From left, Carrie Renner (student), Jalene Armstrong (student), Eileen Collins (director) and Sandra Hamdi (student) are preparing for the first day of class at the Maryland Electrology Education Center in Laurel. (Kaptured by Kasper photo)

Most entrepreneurs are content just to start a business. Eileen Collins went a step further and launched a career school aimed at helping others achieve the same success she enjoyed as a small business operator.

Opened in November 2023, the Maryland Electrolysis Education Center in Laurel isn’t just training students. It’s also addressing a vexing workforce shortage in a personal service that’s in high demand, and easing the financial burden that makes it difficult for new electrolysis practitioners to set up shop in Maryland.

“When I had to go to California to obtain the qualifications to become a licensed instructor in Maryland, I realized that there was a need for a local educational institution that would offer students a rewarding career opportunity without requiring out of state travel,” Collins said.

MEEC is now providing a less expensive option for students in the mid-Atlantic region interested in pursuing a license, she said.

“They don’t have to travel or spend money on a hotel or Airbnb while doing the in-person part, which is a big part of the process,” she explained.

It’s the only electrology career school in Maryland, and the first in-state option in more than 17 years.

Long process

Collins’s journey began in June 2021 and has been entirely self-funded to date.

As a new widow with a son in his first year at an out-of-state college, she decided to become an instructor during the pandemic to guarantee an income if she lost her business.

That required making up the remaining study she needed to satisfy the 600 hours of education required by the Maryland Board of Nursing. While most of it could be completed online, Collins still needed to complete 80 hours of in-person training at the California Electrology Academy and had to spend two weeks in the state as a result.

“Prior to opening the MEEC, the nearest schools recognized for licensure in Maryland were in New York, Massachusetts, Georgia, or California,” she said.

Collins also needed to modify the curriculum she purchased from Academy Dectro to meet Maryland state requirements, square away insurance, and submit a list of existing equipment, which now includes eight treatment tables, epilators, lamps and stools.

The second part of her submission required a move-in-ready operation, a signed executed lease with all permits, and a bond to cover tuition.

Collins can accommodate eight students but is bonded for 10. Maryland state law, meanwhile, sets a limit of 10 students per instructor.

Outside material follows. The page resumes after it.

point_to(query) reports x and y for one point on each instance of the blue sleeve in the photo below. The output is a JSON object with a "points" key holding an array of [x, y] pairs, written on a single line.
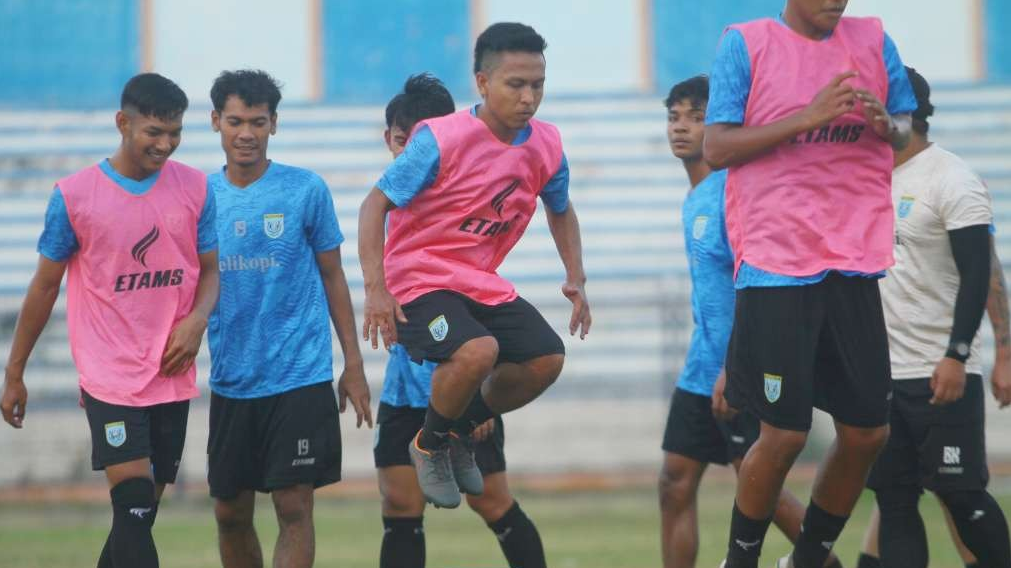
{"points": [[414, 171], [58, 242], [206, 227], [730, 81], [555, 193], [323, 228], [901, 99]]}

“There is only one other instructor in Maryland and I enlisted her to help me,” she said. “I hope to add more over time.”

Flexible study

Running a school has been quite a different experience from running a business, Collins said.

For starters, the Maryland Higher Education Commission’s extremely detailed application to set up a new career school runs 60 pages long.

“Maryland Board of Nursing members watched me work and I had to deliver two different lesson plans to the Board,” she said.

After two years of operation, MEEC will be able to accept payments made from students’ 529 college savings accounts.

“We offer a two-part curriculum with 250 hours of self-paced online theory and a 400 hour in-person portion, 50 hours more than the state requirement,” Collins said. “We estimate that students could finish in six to eight months, depending on how often they’re coming to school.”

Instruction is designed to be flexible, she added, as many students have jobs and lives that they need to work around.

Growing demand

Electrolysis is a procedure that uses thermolysis (localized heat), galvanic electrolysis (chemical dissolving) or a blend of both methods to permanently remove hair, and can be used on any part of the body.

According to Collins, established electrologists typically earn between $40,000 and $75,000 per year, and it’s a good career choice for people with families who want to set their own hours and workdays.

“This field has been in greater demand because many electrologists retired during COVID or didn’t come back to work,” she said. “We are all very busy in our practices and need help as a result.”

The number of clients continues to grow now, in part because men have become more inclined to use the service.

According to Collins, they typically seek out electrolysis for unibrow work, hair removal on the upper cheeks, neck and knuckles, and for thinning out arm hair.

“The amount of clients we see from the trans community has also drastically increased, as insurance is beginning to cover some of those treatments,” Collins said.

Although most electrologists don’t accept insurance, they do provide receipts that clients can submit for claims.

After passing the licensing exam, MEEC graduates are eligible to practice in Maryland and are also prepared to sit for International Board of Electrologist Certification licensing in other states.

Establishing a school wasn’t what Collins initially envisioned herself doing when she set out to become an instructor, but she said she decided to fill the need she saw.

“Maybe I didn’t see the enormity of what I was doing because I was concentrating on small pieces of it as I went along,” she said. “When I look back, though, the totality of everything coming together is a little overwhelming when I think about it.”